Para entender o efeito produzido por esse pedido, imaginemos que haja uma reunião de todos os condôminos e inquilinos de um prédio para chegar a declarações comuns, graças às quais a convivência de todos se torne mais digna. Agora imaginemos que se constitua um Grupo do Terceiro Andar (o que já é um problema, por introduzir na reunião um interesse particular) e que esse grupo peça que certos inquilinos sejam definidos como imorais ou barulhentos e, portanto, que sejam expulsos. É claro que os moradores do terceiro andar não entenderam o espírito da reunião. Ou então (mais provável), eles não compartilham o projeto de constituir um condomínio de valores comuns. Só aproveitam a reunião para liquidar o pessoal que os incomoda.

O Grupo do Terceiro Andar é como a Organização dos Países Islâmicos: sua denominação já contradiz o espírito de uma conferência contra o racismo. Em geral, os grupos reunidos por um sistema fechado de crenças promovem a discriminação dos infiéis. É aceitável tratando-se de igrejas. Mas, tratando-se de nações ou supranações, esse funcionamento entra em conflito com nossos valores básicos, a começar pelas liberdades individuais. Aliás, o Brasil não pertence a uma Organização dos Países Cristãos. Também a Bahia ou o Caribe, não participam de uma Organização dos Países Umbandistas.

Em suma, há uma oposição de fundo entre a modernidade ocidental (que é nossa sensibilidade) e as nações que são comunidades tradicionais organizadas ao redor de uma confissão. Trata-se de uma fratura cultural, e seria ingênuo tratá-la como uma simples divergência política.

Uma comunidade tradicional não tem por que sonhar com o convívio harmonioso de indivíduos, de nações e de culturas diferentes. Para ela, os limites do humano coincidem com seus próprios limites. Escravizar, segregar, discriminar o infiel, o diferente ou o cara da tribo é uma atividade normal, se não meritória.

Nós, ao contrário, estabelecemos, entre os princípios formais de nossa cultura, a igualdade de todos, por diferentes que sejam, perante leis comuns. Logo, somos frustrados por nossa incapacidade de realizar os princípios nos quais acreditamos. Ou seja, acontece que discriminamos uma outra etnia, fé ou opinião, mas essa atitude (norma de uma cultura tradicional) é, para nós, uma preocupação ou mesmo um tormento, porque constitui uma distância inaceitável entre nossos princípios e nossos restos tribais -regurgitações de desprezo pelos outros e de sentimentos de nossa superioridade.

A conferência de Durban contra o racismo foi convocada para aprimorar os princípios formais de nossas democracias e para realizá-los concretamente.

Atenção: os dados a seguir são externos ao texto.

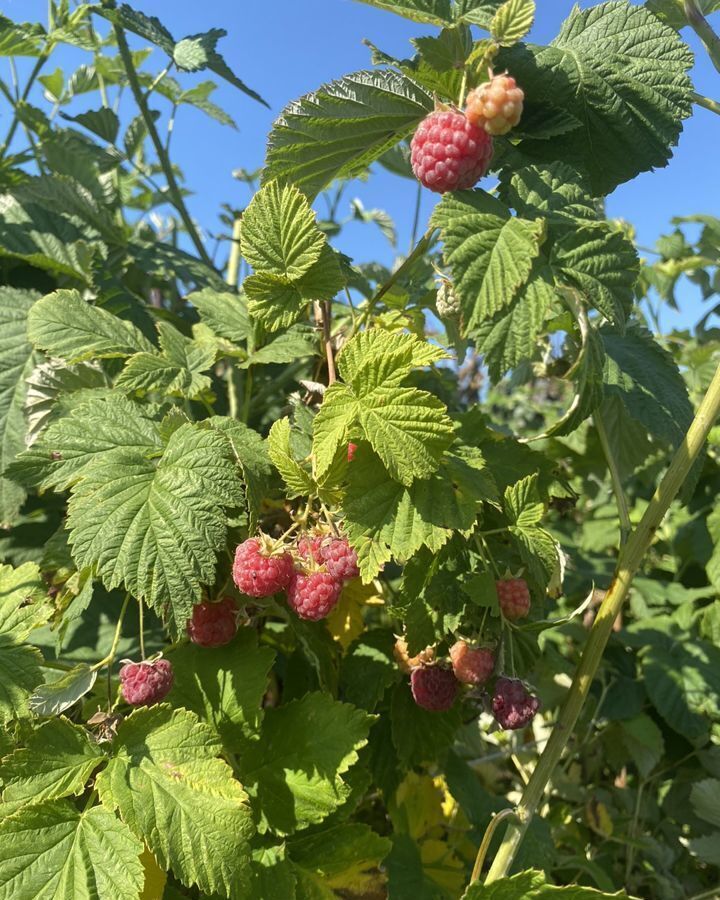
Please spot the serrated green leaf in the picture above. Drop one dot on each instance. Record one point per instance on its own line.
(512, 21)
(294, 771)
(429, 12)
(93, 431)
(224, 686)
(64, 325)
(343, 127)
(157, 528)
(603, 264)
(623, 75)
(490, 253)
(16, 362)
(176, 372)
(279, 234)
(53, 850)
(224, 312)
(385, 520)
(56, 762)
(173, 792)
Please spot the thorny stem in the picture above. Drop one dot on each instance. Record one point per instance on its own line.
(704, 31)
(620, 498)
(630, 559)
(173, 188)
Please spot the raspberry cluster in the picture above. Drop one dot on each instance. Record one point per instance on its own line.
(513, 705)
(146, 682)
(514, 597)
(213, 624)
(313, 586)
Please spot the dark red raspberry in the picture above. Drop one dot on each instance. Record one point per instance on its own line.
(258, 572)
(495, 106)
(335, 554)
(146, 682)
(471, 666)
(514, 598)
(434, 687)
(513, 706)
(213, 624)
(449, 153)
(313, 595)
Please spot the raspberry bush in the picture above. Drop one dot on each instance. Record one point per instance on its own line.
(312, 566)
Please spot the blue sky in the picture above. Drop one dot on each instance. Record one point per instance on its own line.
(289, 47)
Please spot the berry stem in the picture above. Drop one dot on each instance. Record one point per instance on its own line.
(629, 562)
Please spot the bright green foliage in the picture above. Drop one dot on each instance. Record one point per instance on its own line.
(53, 850)
(172, 791)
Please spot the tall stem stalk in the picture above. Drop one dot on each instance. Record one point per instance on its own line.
(629, 563)
(163, 158)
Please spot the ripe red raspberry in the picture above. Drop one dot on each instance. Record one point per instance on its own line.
(314, 594)
(406, 662)
(449, 153)
(495, 106)
(471, 666)
(513, 706)
(257, 572)
(433, 687)
(213, 624)
(146, 682)
(514, 598)
(335, 554)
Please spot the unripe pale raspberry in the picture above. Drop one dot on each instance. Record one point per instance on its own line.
(335, 554)
(514, 597)
(471, 666)
(513, 706)
(434, 687)
(146, 682)
(406, 662)
(313, 595)
(447, 301)
(495, 106)
(258, 573)
(449, 153)
(213, 624)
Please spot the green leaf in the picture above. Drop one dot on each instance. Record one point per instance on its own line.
(54, 697)
(103, 122)
(298, 481)
(490, 253)
(344, 858)
(279, 235)
(385, 520)
(198, 51)
(64, 325)
(623, 75)
(156, 528)
(225, 685)
(705, 800)
(428, 12)
(603, 264)
(53, 850)
(294, 771)
(176, 372)
(16, 361)
(95, 430)
(644, 742)
(512, 21)
(57, 761)
(343, 127)
(173, 792)
(224, 312)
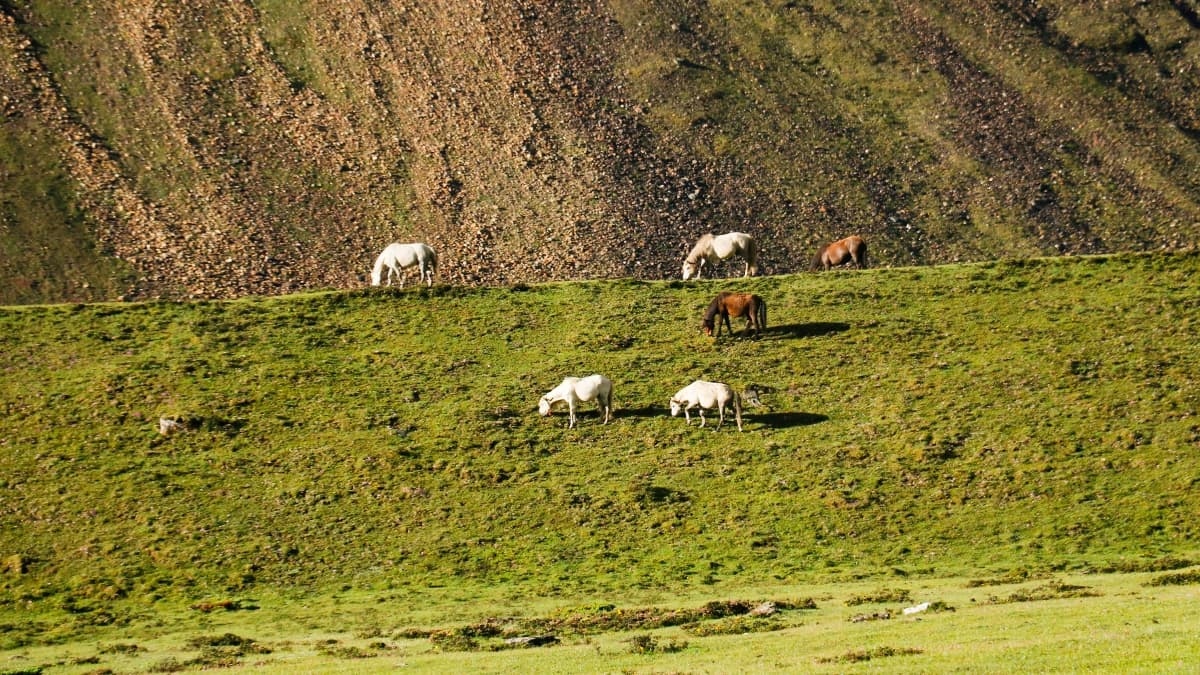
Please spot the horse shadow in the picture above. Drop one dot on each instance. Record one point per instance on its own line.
(807, 329)
(645, 411)
(786, 419)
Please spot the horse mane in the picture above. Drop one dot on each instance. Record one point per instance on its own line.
(703, 243)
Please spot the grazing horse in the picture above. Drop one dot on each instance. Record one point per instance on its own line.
(706, 395)
(727, 304)
(576, 389)
(399, 257)
(841, 251)
(711, 250)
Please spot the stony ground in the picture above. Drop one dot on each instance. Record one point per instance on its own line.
(223, 149)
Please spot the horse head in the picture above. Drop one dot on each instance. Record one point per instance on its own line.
(690, 269)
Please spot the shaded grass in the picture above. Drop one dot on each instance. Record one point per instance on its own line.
(1015, 414)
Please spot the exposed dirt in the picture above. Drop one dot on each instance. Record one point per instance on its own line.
(261, 148)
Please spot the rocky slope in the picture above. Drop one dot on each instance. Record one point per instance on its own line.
(221, 149)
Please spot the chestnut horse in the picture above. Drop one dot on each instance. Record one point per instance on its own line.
(727, 304)
(841, 251)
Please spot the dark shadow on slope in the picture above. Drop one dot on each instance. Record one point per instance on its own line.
(805, 329)
(786, 419)
(642, 411)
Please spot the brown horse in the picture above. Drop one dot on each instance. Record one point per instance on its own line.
(841, 251)
(727, 304)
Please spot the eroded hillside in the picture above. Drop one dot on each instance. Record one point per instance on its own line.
(215, 149)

O problema é que estamos tão preocupados em derrotar o racismo e a intolerância em nós mesmos que mal conseguimos enxergar e admitir a existência de culturas propriamente opostas à nossa. Reconhecê-las como tais nos parece ser uma forma do racismo que queremos evitar.

Exemplo: muitos comentadores levantaram a hipótese de que os EUA e outros países ocidentais teriam aproveitado a polêmica ao redor do sionismo para invalidar a conferência e assim evitar dolorosas conclusões sobre as eventuais indenizações aos países africanos que foram saqueados pelo comércio escravagista. A hipótese inversa é bem mais verossímil: os países islâmicos produziram essa polêmica para esvaziar de sentido, por exemplo, a proclamação da igualdade de direitos entre homens e mulheres ou a denúncia da discriminação das orientações sexuais, digamos, minoritárias. Agitando seu dedo em riste, os emissários do Irã evitaram discutir o destino reservado, em seu país, aos homossexuais. Os emissários do Taleban evitaram falar do destino das mulheres afegãs.